Prescriptive analytics leverages big data and machine learning (ML) to provide recommendations, forecast outcomes, and prescribe courses of action. This ebook offers an in-depth look at how this type of analysis works and what you need to know before undertaking it.
From the ebook:
To understand prescriptive analytics, it’s important to have a basic working knowledge of the larger world of business analytics. Business analytics is a multi-stage process. Each step involves the analysis of data to reach a particular type of conclusion, the ultimate goal of which is to build the best possible strategy for optimized organizational action.
There are typically three parts described in business analytics:
- Descriptive analytics is the kind of analysis that is performed to describe an organization’s current circumstances. The data used in this instance can include customer feedback, sales numbers, website traffic—essentially any data that is a record of past events that can be used to analyze business up to the present.

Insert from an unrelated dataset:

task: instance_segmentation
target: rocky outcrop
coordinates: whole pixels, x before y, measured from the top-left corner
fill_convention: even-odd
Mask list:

- Predictive analytics uses the same type of data, and sometimes the descriptive outcomes, to predict what will happen given the current circumstances. Businesses often employ machine learning and various forms of predictive modeling to make predictions. Think of predictive analytics as what will happen if current organizational practices and habits remain the same.
- Prescriptive analytics is less fortune teller and more medical doctor. Instead of simply predicting what will happen, prescriptive analysis tweaks certain variables to achieve the best possible outcome, and then prescribes that course of action.
Businesses can employ one or all of these forms of analytics, but not necessarily out of order. To predict the future, you need to know what has already happened, and to change course, you have to know what’s likely to happen without that course correction.